Sturgell is trying to break an impasse between US Airways, American Airlines and Delta Air Lines and their respective pilots unions over rules that pilots say could expose them to more disciplinary action. He sent letters this month to union presidents and the carriers' chief executives urging them to resolve their conflicts. On at least one letter, Sturgell scribbled in the margin: "Get this done."
"Both sides need to compromise," Sturgell said in a recent interview. "It's very hard to understand, from my perspective, how a program that has been in place for a decade or more, and providing benefits all along the way, suddenly becomes not a good program."
Some congressmen also are demanding action to restart the programs, known as Aviation Safety Action Programs, or ASAPs. Earlier this week, pilots received a letter from Rep. John L. Mica (Fla.), the ranking Republican on the House Transportation and Infrastructure Committee, encouraging the sides to reopen talks.
"The Aviation Safety Action Program is an invaluable tool in protecting the flying public," he wrote. "In fact, every day this matter remains unresolved places the safety of the aviation passengers at risk."

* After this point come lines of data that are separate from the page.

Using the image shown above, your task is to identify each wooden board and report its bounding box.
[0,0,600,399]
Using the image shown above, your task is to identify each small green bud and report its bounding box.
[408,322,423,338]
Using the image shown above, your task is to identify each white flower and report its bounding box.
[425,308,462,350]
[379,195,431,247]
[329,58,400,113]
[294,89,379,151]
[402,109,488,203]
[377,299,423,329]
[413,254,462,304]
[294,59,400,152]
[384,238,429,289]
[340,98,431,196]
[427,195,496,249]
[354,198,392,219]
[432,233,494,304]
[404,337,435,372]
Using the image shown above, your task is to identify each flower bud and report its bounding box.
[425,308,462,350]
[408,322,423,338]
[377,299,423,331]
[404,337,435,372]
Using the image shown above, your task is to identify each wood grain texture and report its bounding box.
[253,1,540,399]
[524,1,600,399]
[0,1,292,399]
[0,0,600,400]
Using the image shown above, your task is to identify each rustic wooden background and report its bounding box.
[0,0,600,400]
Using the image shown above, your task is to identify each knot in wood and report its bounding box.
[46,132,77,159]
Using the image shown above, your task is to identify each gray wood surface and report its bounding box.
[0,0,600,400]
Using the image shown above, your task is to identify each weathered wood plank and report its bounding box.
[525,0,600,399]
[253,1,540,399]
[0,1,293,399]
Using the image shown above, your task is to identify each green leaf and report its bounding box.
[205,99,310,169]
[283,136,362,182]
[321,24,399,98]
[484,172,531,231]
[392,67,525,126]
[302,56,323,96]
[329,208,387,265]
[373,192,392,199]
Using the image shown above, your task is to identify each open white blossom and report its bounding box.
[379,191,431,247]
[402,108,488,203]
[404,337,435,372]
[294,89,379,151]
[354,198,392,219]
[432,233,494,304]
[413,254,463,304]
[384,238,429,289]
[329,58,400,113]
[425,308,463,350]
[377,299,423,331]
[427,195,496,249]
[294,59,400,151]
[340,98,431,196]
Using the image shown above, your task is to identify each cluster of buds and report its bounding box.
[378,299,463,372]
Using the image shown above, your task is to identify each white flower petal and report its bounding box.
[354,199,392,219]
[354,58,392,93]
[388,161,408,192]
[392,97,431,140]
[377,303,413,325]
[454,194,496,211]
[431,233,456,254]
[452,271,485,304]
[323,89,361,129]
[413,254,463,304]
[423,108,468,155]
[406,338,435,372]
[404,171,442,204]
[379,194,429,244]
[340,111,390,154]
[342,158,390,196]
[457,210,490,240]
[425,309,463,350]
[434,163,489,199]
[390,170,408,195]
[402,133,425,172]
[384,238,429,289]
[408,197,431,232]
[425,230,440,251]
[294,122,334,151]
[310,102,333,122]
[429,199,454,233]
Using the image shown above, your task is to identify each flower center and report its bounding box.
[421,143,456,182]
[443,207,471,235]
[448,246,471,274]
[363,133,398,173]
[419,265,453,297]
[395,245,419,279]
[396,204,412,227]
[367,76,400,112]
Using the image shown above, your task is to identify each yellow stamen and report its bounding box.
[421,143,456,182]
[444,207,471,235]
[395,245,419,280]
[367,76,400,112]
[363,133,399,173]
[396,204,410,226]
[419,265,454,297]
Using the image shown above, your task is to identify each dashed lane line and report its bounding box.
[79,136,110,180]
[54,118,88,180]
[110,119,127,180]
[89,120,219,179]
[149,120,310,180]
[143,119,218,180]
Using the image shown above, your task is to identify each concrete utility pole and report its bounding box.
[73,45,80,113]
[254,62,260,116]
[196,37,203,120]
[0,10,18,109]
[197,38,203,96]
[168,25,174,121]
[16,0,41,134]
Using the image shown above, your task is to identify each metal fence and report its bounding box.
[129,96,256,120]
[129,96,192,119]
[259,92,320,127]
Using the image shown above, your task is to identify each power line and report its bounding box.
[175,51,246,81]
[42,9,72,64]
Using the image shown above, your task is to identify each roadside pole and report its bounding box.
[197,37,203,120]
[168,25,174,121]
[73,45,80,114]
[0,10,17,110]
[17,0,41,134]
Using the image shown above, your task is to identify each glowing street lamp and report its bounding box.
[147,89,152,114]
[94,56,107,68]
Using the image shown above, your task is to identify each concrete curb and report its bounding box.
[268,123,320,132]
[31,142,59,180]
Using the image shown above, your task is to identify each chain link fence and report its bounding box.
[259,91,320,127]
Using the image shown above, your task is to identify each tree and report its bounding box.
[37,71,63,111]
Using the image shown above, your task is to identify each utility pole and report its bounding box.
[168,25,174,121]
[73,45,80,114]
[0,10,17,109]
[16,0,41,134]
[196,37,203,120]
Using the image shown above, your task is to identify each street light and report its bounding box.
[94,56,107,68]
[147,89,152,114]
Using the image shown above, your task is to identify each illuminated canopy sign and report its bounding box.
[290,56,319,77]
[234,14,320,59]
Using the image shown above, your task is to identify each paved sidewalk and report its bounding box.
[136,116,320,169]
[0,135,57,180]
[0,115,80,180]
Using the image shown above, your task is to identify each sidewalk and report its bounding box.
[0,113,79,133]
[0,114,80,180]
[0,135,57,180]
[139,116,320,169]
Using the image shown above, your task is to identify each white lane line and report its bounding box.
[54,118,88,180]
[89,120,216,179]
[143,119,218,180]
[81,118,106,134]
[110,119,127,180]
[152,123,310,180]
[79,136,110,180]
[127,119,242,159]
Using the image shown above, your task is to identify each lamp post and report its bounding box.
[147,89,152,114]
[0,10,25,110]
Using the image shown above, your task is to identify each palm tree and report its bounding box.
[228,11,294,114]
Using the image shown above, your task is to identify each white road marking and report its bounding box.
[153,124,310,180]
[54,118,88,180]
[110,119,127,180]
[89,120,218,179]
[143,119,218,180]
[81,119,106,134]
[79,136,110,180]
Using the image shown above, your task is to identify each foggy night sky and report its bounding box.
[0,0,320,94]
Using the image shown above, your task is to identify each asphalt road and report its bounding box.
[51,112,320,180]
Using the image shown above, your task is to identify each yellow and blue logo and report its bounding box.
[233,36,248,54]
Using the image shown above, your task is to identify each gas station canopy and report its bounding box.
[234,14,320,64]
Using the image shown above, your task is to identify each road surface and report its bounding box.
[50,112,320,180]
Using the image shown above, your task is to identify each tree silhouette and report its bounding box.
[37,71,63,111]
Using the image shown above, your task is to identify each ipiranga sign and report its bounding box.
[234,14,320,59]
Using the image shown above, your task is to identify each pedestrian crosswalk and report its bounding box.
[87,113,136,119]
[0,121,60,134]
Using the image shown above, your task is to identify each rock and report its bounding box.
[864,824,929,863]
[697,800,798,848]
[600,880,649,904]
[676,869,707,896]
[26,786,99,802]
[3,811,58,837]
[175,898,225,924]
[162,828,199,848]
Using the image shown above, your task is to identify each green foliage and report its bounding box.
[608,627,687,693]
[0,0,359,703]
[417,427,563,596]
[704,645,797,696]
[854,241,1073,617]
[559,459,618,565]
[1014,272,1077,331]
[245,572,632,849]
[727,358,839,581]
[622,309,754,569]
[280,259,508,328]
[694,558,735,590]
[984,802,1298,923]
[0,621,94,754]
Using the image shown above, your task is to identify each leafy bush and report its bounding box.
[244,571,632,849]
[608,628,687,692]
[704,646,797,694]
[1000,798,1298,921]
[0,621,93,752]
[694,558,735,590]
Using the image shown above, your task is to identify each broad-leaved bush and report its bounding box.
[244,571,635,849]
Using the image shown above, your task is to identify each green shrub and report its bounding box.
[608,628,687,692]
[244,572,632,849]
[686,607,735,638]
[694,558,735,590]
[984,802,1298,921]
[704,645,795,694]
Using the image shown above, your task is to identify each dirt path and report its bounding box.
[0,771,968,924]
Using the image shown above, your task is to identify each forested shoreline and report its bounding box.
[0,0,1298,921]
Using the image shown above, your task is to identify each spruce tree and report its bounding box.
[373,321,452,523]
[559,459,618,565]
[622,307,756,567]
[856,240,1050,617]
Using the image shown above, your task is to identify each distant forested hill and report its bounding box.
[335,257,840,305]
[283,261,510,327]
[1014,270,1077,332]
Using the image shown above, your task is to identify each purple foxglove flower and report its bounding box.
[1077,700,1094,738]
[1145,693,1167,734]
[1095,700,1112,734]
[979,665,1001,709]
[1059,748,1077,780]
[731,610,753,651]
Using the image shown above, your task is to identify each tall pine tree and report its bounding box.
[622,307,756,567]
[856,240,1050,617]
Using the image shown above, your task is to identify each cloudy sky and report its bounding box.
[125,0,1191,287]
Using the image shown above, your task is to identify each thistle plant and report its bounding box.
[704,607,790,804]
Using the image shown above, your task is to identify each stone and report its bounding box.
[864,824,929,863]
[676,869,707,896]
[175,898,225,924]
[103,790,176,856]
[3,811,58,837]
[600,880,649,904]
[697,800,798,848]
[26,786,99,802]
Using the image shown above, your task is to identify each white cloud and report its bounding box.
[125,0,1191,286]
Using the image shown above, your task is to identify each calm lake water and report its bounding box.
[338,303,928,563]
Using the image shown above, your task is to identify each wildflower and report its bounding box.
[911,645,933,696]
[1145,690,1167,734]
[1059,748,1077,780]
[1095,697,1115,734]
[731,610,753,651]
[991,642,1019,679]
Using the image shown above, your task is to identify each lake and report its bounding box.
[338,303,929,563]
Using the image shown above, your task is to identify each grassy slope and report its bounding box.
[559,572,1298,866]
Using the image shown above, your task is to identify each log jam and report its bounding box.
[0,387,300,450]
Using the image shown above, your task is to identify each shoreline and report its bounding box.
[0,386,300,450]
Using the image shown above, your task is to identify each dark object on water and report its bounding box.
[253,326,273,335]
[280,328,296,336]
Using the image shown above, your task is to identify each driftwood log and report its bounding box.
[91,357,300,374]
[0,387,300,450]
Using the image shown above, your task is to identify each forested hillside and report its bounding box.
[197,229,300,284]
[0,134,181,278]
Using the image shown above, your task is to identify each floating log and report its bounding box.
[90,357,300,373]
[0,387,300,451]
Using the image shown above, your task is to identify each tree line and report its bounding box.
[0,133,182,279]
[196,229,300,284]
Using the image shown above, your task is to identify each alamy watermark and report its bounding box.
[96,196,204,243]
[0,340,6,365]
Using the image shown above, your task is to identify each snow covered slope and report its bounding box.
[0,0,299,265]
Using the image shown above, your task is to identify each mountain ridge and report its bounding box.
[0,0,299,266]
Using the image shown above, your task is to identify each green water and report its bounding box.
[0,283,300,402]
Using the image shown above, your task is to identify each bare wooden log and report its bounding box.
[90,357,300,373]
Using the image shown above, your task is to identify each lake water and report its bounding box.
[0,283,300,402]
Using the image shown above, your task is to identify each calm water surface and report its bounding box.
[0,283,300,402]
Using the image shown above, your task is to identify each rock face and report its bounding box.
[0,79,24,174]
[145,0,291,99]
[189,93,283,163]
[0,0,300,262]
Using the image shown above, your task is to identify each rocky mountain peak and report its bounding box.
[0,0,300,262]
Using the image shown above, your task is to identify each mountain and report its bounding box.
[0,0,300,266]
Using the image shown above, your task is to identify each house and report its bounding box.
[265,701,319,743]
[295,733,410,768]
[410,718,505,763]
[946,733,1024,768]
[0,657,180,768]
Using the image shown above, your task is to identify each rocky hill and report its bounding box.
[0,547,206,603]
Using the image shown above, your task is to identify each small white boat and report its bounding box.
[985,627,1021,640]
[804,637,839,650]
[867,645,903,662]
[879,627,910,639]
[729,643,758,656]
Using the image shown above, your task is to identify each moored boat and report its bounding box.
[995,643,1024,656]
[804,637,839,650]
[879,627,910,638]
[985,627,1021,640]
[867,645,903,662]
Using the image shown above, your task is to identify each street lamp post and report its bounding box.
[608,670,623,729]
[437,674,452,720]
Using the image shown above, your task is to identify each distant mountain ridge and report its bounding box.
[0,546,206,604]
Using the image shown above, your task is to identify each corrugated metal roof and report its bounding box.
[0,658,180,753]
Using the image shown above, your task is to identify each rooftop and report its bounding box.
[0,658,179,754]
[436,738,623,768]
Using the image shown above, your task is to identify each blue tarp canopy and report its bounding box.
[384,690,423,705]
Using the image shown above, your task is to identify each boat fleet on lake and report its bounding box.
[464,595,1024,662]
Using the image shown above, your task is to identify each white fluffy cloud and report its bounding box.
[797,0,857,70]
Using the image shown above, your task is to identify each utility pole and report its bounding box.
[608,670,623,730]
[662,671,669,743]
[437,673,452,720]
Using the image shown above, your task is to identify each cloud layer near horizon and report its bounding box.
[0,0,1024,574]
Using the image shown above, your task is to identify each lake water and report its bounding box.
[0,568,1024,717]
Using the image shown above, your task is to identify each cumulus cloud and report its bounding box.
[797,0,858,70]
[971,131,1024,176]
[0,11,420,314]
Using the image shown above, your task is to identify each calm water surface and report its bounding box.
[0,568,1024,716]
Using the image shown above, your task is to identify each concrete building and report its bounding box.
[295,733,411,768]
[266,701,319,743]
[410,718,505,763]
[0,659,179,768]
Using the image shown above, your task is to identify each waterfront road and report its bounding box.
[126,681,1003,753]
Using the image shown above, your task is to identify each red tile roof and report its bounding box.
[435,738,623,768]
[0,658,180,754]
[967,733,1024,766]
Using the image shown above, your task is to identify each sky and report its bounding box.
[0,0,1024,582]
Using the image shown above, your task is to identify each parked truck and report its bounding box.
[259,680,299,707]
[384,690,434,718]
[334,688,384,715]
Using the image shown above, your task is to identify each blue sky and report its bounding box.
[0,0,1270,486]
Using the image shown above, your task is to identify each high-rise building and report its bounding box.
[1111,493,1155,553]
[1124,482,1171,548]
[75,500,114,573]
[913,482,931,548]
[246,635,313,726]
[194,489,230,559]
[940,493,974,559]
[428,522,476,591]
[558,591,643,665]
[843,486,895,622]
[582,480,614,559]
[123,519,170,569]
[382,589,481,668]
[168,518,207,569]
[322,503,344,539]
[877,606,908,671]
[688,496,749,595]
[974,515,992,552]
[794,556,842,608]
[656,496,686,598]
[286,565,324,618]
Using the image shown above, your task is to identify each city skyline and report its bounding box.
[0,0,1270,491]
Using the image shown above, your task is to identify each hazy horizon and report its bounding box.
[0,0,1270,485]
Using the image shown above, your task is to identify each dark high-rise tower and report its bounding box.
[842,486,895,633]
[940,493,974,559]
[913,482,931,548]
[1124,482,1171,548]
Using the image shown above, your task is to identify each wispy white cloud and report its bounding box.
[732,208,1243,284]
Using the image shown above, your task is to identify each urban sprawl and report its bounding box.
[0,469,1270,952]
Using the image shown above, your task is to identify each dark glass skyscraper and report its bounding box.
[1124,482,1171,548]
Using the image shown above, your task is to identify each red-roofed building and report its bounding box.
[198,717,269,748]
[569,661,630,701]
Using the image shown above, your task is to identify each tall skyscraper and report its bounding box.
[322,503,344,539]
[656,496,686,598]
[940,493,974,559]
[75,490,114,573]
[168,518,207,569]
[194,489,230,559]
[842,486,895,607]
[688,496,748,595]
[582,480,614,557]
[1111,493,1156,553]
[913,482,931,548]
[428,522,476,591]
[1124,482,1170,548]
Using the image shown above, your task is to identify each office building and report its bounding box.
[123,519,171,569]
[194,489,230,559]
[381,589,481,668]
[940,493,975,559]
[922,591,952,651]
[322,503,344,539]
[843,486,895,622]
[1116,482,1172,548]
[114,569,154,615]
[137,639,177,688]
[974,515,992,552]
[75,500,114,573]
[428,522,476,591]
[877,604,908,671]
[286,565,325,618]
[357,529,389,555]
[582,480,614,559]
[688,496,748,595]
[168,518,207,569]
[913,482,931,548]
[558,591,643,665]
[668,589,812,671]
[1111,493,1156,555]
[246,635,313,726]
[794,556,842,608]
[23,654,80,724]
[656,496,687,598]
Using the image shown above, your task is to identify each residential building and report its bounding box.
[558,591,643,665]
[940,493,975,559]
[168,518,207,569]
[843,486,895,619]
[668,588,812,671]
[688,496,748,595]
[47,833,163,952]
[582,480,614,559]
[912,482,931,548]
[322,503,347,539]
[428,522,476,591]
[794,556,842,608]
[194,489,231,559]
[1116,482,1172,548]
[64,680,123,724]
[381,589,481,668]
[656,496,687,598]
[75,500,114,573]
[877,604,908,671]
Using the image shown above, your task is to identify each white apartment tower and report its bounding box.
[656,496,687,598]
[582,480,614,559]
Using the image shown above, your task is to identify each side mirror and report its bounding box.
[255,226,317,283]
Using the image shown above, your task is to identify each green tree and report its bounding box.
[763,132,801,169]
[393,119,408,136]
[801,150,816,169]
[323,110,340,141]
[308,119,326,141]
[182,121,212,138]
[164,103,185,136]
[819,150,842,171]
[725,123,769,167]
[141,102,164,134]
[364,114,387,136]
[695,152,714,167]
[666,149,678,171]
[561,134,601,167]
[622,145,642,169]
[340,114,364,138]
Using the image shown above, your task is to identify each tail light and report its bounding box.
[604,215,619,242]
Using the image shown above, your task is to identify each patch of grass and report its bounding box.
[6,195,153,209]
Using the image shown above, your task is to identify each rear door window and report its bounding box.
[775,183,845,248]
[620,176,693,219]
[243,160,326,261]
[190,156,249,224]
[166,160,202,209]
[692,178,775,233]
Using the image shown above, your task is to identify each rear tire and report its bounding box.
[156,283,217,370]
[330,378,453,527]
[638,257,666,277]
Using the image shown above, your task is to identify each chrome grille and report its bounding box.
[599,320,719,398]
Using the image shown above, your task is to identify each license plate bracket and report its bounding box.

One option floated this week in Washington involved convening a meeting of union leaders and top airline executives, possibly the chief executives themselves, as a way to work through the impasse. Of the three airlines, only US Airways has reported that it is in active talks with pilots to restart the program.
Designed to encourage pilots and other airline employees to voluntarily report safety concerns without the threat of disciplinary action or punishment, American Airlines became the first carrier to institute a safety action program in 1994. Since then the programs have grown to cover dispatchers, flight attendants and air traffic controllers. The FAA currently has 170 agreements in place with 70 air carriers. So far this year, the industry has generated about 50,000 reports, the FAA says.
John Hansman, an aviation professor at the Massachusetts Institute of Technology, said the programs have become increasingly important to understanding aviation safety, especially given the industry's low accident rate.
"We are actually in a period when the aviation system is incredibly safe," Hansman said. "As a consequence we have to look for what we call accident precursors -- identifying things that are unsafe in the system before they cause accidents."
Conflicts started to arise in recent years as attorneys and safety officials started fighting over the complicated language of the agreements. The pilots' attorneys say the airlines appear to be seeking language that would give airlines greater ability to reject reports.
Union officials have described the programs as priceless because they uncover information that may have never come to light. Some are small, like paperwork abnormalities or training issues. Others draw greater concern such as a pilot landing a plane or crossing a runway without proper clearances.
Under FAA guidelines, inadvertent safety lapses are supposed to be resolved though corrective action rather than through punishment. Pilots say any changes in the agreements' language could leave them exposed to greater risk of disciplinary action.